La déflagration d'une récession n'est ainsi pas la même selon les Etats, et surtout selon les économies. Exprimée en pourcentage, la récession reste une performance relative à la taille du PIB. Tous les pays ne partent ainsi pas des mêmes sommets. Une économie lancée à pleine vitesse, au bord de la surchauffe, peut se permettre de ralentir temporairement. C'est moins souhaitable quand une économie fait du surplace. Ainsi en est-il des situations opposées des Etats-Unis et de la zone euro, confrontée au même risque de récession.

Pas tous égaux face à l'inflation

« En cas de récession, il y a beaucoup moins d'inquiétude à avoir pour les Etats-Unis qui ont rattrapé le recul de 2020 de leur PIB en seulement un an, contre deux pour la zone euro. Jusqu'au début de l'année, l'économie américaine tournait au-delà de son potentiel. C'était tonitruant et cela a d'ailleurs généré de l'inflation. L'Europe, elle, évoluait en dessous de son potentiel jusqu'à la crise énergétique », compare l'économiste Nicolas Goetzmann.

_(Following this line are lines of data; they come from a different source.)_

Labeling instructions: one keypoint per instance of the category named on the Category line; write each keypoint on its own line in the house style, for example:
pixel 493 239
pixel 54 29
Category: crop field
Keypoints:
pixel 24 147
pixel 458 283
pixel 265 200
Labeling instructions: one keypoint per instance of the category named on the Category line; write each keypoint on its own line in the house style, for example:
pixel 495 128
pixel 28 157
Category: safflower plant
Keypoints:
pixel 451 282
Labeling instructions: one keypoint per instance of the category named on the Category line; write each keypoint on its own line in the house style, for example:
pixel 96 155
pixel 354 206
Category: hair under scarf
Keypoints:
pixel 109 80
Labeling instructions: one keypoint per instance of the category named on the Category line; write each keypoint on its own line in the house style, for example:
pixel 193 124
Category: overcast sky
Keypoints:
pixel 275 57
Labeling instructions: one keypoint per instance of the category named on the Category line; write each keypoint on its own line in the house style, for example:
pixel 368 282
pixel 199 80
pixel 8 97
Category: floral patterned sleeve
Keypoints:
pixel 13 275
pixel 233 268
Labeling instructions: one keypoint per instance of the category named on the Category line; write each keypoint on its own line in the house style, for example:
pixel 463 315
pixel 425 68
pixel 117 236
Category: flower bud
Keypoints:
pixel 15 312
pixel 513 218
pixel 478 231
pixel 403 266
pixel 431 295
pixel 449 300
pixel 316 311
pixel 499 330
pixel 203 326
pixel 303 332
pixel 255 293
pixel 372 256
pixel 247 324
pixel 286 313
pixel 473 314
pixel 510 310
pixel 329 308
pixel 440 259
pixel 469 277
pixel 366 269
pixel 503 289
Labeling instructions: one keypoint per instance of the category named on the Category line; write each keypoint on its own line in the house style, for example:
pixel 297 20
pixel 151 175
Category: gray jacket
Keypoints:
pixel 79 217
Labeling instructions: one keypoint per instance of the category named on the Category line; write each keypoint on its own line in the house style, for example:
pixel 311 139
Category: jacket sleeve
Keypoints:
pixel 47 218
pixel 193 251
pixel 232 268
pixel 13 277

L'économiste redit cependant l'importance du PIB et de sa croissance comme « outil de mesure formidable», bien qu'il faille s'appuyer sur d'autres indicateurs comme le chômage ou l'inflation pour saisir une crise économique. « Même s'il donne parfois une lecture partielle des situations, la croissance du PIB reste très utile aux politiques publiques, que ce soit l'Etat pour établir son budget et gérer ses finances publiques ou les banques centrales », rappelle-t-il.

Les banques centrales ajustent leur resserrement monétaire en fonction des variations du PIB. Désormais, Christine Lagarde et Jerome Powell avertissent de la récession à venir, considérant qu'elle est un mal nécessaire pour tuer l'inflation. A condition qu'elle ne s'installe pas.